ConocoPhillips and Marathon Oil Co. own and operate an LNG export plant near Kenai that is planned to be closed later this summer due to declining gas reserves in the region. The two companies have said that parts of the plant could be used to import and regasify LNG.
Helmick said the utility group is examining possible use of the ConocoPhillips-Marathon plant as well as other options such as an onshore stand-alone regasification plant, LNG ships with necessary equipment on board, and barge-mounted regasification facilities.

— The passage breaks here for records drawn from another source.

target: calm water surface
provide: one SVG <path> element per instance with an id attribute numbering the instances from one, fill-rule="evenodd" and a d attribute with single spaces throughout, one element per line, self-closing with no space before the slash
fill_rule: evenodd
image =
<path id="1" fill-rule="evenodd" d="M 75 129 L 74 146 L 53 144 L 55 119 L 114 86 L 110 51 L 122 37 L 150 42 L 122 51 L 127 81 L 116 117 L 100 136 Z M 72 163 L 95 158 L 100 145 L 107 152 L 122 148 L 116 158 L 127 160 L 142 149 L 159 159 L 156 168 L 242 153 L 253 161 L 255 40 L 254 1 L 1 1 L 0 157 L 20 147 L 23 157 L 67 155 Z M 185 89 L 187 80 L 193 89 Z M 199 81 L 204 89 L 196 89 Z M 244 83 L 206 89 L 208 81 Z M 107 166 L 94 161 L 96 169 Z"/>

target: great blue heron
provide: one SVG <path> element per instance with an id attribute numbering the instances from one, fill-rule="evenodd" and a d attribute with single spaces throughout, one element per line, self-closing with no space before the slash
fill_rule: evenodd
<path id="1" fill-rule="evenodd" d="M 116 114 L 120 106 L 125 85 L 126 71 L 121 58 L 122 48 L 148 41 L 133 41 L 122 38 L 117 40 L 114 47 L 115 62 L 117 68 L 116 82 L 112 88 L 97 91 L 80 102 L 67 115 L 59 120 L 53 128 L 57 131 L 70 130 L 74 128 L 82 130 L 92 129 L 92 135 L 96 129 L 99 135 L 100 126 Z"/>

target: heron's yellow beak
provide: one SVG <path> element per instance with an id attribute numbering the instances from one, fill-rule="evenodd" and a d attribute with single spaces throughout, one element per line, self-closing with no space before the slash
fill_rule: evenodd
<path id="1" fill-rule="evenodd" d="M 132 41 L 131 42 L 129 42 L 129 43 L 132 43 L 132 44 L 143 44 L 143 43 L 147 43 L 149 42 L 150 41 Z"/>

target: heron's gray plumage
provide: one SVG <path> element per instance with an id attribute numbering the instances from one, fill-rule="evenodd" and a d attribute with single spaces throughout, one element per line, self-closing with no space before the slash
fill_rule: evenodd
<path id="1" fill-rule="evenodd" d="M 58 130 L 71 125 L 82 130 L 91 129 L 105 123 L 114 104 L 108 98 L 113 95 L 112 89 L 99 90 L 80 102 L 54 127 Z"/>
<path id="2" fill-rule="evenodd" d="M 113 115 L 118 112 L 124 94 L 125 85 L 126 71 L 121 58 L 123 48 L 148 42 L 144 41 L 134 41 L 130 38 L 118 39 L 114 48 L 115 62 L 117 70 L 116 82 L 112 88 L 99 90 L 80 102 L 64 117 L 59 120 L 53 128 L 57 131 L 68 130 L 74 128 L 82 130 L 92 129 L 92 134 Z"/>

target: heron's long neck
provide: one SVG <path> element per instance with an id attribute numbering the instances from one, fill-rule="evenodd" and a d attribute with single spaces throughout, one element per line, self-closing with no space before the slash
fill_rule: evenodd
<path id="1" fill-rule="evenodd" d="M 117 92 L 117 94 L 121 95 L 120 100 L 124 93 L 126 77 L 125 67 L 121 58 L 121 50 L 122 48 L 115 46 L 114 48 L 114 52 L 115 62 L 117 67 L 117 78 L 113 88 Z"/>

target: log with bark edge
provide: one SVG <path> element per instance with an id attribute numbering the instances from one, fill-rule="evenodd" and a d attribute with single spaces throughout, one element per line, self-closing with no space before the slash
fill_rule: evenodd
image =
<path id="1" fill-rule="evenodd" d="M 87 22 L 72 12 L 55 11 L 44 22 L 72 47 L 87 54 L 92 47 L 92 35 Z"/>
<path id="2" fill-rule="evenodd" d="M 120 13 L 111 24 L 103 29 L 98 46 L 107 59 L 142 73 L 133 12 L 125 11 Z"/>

There are meanwhile two longer-range plans to bring North Slope gas to Southcentral Alaska, one a 24-inch spur line built off a large-diameter pipeline built to Alberta from the North Slope, and second, a stand-alone 24-inch pipeline built to Southcentral from the North Slope if the large pipeline is seriously delayed.
Helmick said neither pipeline can get gas from the Slope to Southcentral Alaska in time to meet the gap.
Also, exploration drilling is ramping up in Cook Inlet in response to new state incentives, and discoveries are being made, most recently a well drilled on the Kenai Peninsula by Buccaneer Energy, an Australian independent, which the company said will add 10 billion cubic feet of new reserves.
Two companies also have jack-up rigs headed to Cook Inlet to test offshore gas prospects.
Helmick said new supplies in the region are welcomed but given the pending shortfall the utilities can’t withstand the uncertainty of whether enough new drilling will occur or whether enough new gas will be found.
Meanwhile, technical and commercial uncertainties add to the mix. One technical concern is whether ice-strengthened LNG carriers are available that could reach a new import terminal built in north Cook Inlet, where winter ice can impede navigation. Ice would be less of a problem if the utilities opt to work with ConocoPhillips and Marathon at the existing LNG plant, which is further south on Cook Inlet.
LNG has been shipped routinely from the plant since operations began in 1969. There are also two LNG carriers built specifically to land at the Kenai plant terminal that are still in service.
A commercial uncertainty is whether LNG the utilities would purchase will contain gas liquids, as does most LNG supplied to Asia, or LNG without liquids, which might be less easily available. Gas produced in Cook Inlet fields is dry, and if LNG is imported with liquids those would have to be removed, imposing costs on the importers.